Sources : legiwatch.fr ; aefinfo.fr ; clubpatrimoine.com. Liens en fin d'article.
Selon le calendrier prévisionnel, la première partie du projet de loi de finances, consacrée aux recettes, sera examinée en commission des finances la semaine du 5 octobre, puis en séance publique à l'Assemblée nationale la semaine du 12 octobre, avec un vote solennel prévu le 20 octobre. Le texte sera ensuite transmis au Sénat pour examen en novembre et décembre, avant une éventuelle commission mixte paritaire en cas de désaccord entre les deux chambres, puis une lecture définitive à l'Assemblée. La loi de finances pour 2027 devrait être promulguée avant le 31 décembre 2026.

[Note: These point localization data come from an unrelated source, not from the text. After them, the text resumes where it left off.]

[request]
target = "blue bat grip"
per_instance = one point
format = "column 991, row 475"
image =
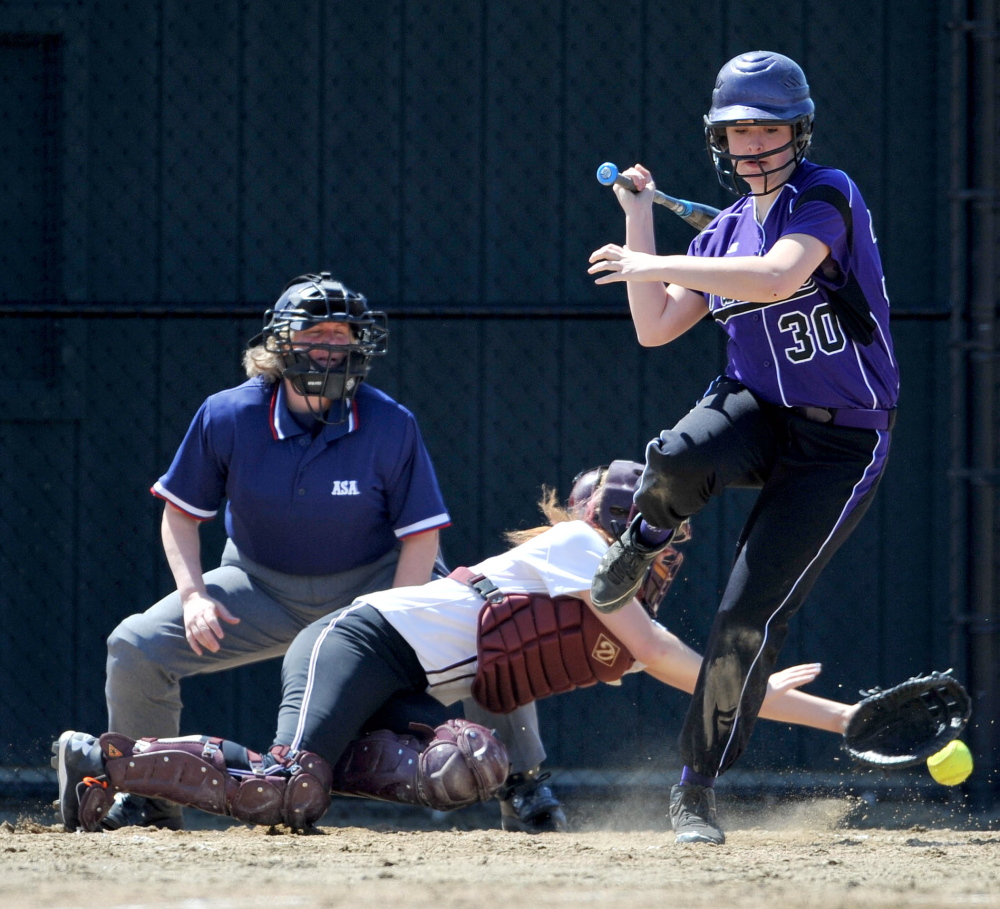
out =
column 607, row 173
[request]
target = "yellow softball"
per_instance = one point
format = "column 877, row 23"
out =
column 952, row 764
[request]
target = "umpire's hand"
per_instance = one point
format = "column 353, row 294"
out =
column 201, row 622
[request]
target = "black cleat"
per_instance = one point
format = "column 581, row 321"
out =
column 619, row 576
column 527, row 805
column 693, row 815
column 76, row 757
column 138, row 811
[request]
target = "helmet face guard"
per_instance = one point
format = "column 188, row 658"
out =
column 320, row 370
column 760, row 88
column 602, row 496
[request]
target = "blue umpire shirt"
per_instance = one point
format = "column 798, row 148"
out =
column 795, row 352
column 304, row 505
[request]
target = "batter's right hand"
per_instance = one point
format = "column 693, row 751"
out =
column 642, row 179
column 201, row 622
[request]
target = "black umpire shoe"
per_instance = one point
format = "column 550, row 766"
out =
column 138, row 811
column 76, row 756
column 622, row 569
column 527, row 805
column 693, row 815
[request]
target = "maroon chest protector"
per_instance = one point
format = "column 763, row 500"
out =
column 531, row 645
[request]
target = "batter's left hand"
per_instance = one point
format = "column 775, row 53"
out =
column 793, row 677
column 623, row 264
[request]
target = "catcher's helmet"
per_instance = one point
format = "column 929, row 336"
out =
column 602, row 496
column 616, row 484
column 754, row 88
column 310, row 300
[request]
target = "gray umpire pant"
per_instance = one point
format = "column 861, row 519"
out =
column 148, row 653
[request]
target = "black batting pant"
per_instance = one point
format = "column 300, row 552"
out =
column 816, row 482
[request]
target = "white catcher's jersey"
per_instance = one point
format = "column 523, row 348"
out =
column 438, row 620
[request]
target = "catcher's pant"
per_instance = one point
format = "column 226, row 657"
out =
column 816, row 482
column 148, row 654
column 337, row 678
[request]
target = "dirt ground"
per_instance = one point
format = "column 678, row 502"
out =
column 816, row 854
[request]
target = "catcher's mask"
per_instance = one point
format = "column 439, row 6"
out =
column 316, row 370
column 758, row 88
column 603, row 497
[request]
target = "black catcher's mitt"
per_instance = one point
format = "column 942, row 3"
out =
column 906, row 724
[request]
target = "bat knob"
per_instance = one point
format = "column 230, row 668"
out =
column 607, row 173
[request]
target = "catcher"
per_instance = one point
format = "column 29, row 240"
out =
column 365, row 690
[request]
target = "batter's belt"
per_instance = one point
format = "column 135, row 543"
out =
column 849, row 417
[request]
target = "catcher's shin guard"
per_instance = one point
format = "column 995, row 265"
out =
column 281, row 787
column 455, row 765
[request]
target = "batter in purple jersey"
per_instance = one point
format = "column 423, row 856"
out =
column 804, row 410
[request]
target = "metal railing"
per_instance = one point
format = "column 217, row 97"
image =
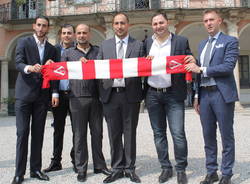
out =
column 32, row 8
column 4, row 13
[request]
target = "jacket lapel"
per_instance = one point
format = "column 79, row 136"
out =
column 46, row 52
column 113, row 49
column 173, row 45
column 129, row 47
column 218, row 41
column 36, row 51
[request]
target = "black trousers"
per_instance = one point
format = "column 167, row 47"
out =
column 87, row 110
column 122, row 121
column 60, row 113
column 36, row 112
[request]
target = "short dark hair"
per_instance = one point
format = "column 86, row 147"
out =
column 66, row 26
column 160, row 13
column 120, row 13
column 42, row 17
column 211, row 11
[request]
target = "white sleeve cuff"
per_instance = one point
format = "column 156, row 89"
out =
column 55, row 95
column 204, row 71
column 26, row 69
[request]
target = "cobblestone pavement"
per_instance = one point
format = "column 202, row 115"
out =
column 147, row 164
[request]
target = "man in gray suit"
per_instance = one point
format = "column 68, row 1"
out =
column 121, row 101
column 85, row 108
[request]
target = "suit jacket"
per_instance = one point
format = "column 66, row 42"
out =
column 223, row 60
column 133, row 85
column 28, row 86
column 179, row 46
column 82, row 88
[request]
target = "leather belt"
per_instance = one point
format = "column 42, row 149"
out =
column 64, row 92
column 209, row 88
column 162, row 90
column 118, row 89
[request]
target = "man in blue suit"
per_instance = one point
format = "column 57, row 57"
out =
column 32, row 101
column 216, row 94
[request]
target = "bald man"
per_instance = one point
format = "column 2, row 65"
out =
column 85, row 108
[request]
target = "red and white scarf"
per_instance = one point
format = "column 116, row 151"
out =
column 114, row 68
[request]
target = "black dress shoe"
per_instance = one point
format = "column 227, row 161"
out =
column 133, row 177
column 210, row 178
column 54, row 166
column 17, row 180
column 225, row 180
column 82, row 177
column 165, row 175
column 181, row 177
column 74, row 168
column 113, row 177
column 105, row 171
column 39, row 175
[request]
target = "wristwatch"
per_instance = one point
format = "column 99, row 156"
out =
column 201, row 70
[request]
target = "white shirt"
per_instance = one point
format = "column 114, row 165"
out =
column 203, row 53
column 120, row 82
column 160, row 50
column 41, row 48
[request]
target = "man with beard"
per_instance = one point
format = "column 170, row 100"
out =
column 85, row 108
column 121, row 101
column 67, row 33
column 32, row 101
column 165, row 99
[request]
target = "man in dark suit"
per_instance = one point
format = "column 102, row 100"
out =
column 67, row 34
column 31, row 100
column 165, row 99
column 121, row 101
column 217, row 94
column 85, row 108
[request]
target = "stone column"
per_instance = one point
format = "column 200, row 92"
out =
column 232, row 30
column 109, row 31
column 4, row 88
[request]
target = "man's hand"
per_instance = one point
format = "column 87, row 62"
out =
column 55, row 101
column 196, row 106
column 150, row 57
column 192, row 67
column 48, row 62
column 83, row 59
column 189, row 59
column 35, row 68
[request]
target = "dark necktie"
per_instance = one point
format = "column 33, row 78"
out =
column 207, row 81
column 107, row 83
column 207, row 55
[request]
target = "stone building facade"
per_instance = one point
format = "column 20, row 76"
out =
column 16, row 17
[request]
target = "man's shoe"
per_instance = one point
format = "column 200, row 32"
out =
column 39, row 175
column 210, row 178
column 74, row 168
column 225, row 180
column 113, row 177
column 17, row 180
column 133, row 177
column 181, row 177
column 165, row 175
column 54, row 166
column 82, row 177
column 105, row 171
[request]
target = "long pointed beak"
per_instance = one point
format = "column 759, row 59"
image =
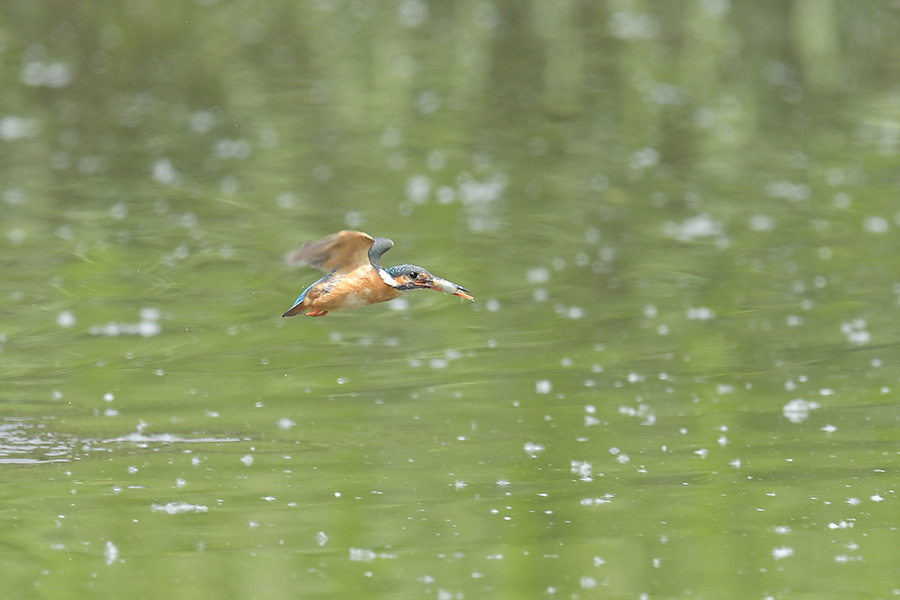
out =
column 448, row 287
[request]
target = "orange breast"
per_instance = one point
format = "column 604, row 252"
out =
column 358, row 288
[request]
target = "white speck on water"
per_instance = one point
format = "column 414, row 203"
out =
column 588, row 582
column 696, row 227
column 875, row 224
column 856, row 332
column 533, row 449
column 644, row 158
column 797, row 410
column 606, row 499
column 52, row 75
column 412, row 13
column 788, row 190
column 783, row 552
column 782, row 529
column 701, row 314
column 175, row 508
column 110, row 553
column 793, row 320
column 575, row 312
column 16, row 235
column 583, row 469
column 164, row 172
column 633, row 26
column 362, row 554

Le gouvernement maintient pour objectif de ramener le déficit public à 5 % du PIB en 2026, avant un retour sous la barre des 3 % en 2029. L'Observatoire français des conjonctures économiques (OFCE) anticipait en avril 2026 une diminution progressive du déficit sur 2026 et 2027. D'autres institutions, comme la Fondation IFRAP, estiment que le déficit pourrait rester supérieur aux prévisions gouvernementales si le cadre budgétaire reste inchangé. Ces écarts de prévisions, habituels d'un institut à l'autre, tiennent aux hypothèses économiques retenues par chacun.
Le débat budgétaire de l'automne 2026 se déroule dans les semaines précédant immédiatement l'ouverture de la période de collecte des parrainages, prévue en janvier-février 2027. La trajectoire des finances publiques, les arbitrages sur les dépenses et les recettes, ainsi que les désaccords éventuels entre l'Assemblée nationale et le Sénat sur le texte, pourraient ainsi influer sur le climat politique et économique dans lequel s'ouvrira la campagne présidentielle. Cet article se limite à exposer le calendrier institutionnel et les chiffres publiés par les différentes institutions, sans prendre position sur les orientations budgétaires ni sur les candidats.